Anaemic women experience worse outcomes after PPH. An international survey of 275,000 women found that severe maternal outcomes after PPH were nearly three times more common in anaemic than in non-anaemic women (2).

Even moderate bleeding can be life threatening in anaemic women. Excessive bleeding after childbirth worsens maternal anaemia, raising the possibility of a vicious circle of bleeding and adverse outcomes. Fatigue due to anaemia limits a mother’s wellbeing and her ability to care for her children (3).

Despite efforts to prevent anaemia, many women labour with low haemoglobin levels. Worldwide, over one-third of pregnant women are anaemic and many are severely anaemic (4). The prevalence is highest in countries in central and West Africa as well as in South Asia where about half of pregnant woman are anaemic and it poses a severe public health problem (4, 5).

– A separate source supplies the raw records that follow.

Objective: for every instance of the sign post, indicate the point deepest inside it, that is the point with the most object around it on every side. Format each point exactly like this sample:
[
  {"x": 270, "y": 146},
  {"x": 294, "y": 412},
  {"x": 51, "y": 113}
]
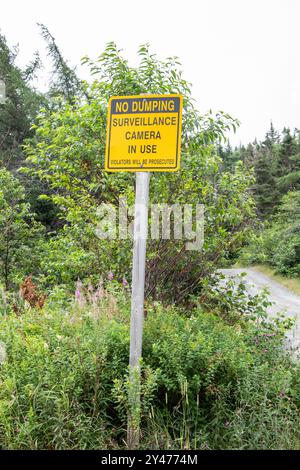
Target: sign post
[
  {"x": 137, "y": 304},
  {"x": 143, "y": 136}
]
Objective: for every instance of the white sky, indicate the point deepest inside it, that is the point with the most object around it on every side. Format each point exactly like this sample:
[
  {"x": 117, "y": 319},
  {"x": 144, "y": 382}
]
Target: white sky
[{"x": 242, "y": 56}]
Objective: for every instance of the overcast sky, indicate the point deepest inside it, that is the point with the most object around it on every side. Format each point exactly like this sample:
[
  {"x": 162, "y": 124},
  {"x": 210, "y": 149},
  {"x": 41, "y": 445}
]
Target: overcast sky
[{"x": 241, "y": 56}]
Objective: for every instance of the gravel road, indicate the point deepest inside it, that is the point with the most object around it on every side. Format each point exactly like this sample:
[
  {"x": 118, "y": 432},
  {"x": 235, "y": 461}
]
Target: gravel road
[{"x": 284, "y": 300}]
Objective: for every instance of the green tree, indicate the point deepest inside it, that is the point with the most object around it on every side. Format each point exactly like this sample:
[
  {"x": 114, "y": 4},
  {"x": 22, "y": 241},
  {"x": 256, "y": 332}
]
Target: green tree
[
  {"x": 68, "y": 154},
  {"x": 19, "y": 232},
  {"x": 20, "y": 108}
]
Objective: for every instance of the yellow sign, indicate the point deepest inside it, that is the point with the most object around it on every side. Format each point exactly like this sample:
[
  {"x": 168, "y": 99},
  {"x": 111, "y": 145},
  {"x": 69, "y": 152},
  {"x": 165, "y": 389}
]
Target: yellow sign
[{"x": 144, "y": 133}]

There is an urgent need to find an effective way to reduce postpartum bleeding in anaemic women.

References:

  1. Nair M, Choudhry MK, Choudhry SS, Kakoty SD, Sarma UC, Webster P, et al. Association between maternal anaemia and pregnancy outcome: a cohort study in Assam, India. BMJ Global Health. 2016;1(e000026).
  2. Sheldon WR, Blum J, Vogel JP, Souza JP, Gulmezoglu AM, Winikoff B, et al. Postpartum haemorrhage management, risks, and maternal outcomes: findings from the World Health Organization multicountry survey on maternal and newborn health. BJOG 2014;121 suppl 1:5-13.
  3. Geller S, Adams M, Kelly P, Kodkany B, Derman R. Postpartum haemorrhage in resource-poor settings. International Journal of Gynecology and Obstetrics 2006;92:202-211.
  4. Stevens GA, Finucane MM, De-Regil LM, Paciorek CJ, Flaxman SR, Branca F, et al. Global, regional, and national trends in haemoglobin concentration and prevalence of total and severe anaemia in children and pregnant and non-pregnant women for 1995-2011: a systematic analysis of population-representative data. Lancet Glob Health 2013;1(1):e16-25.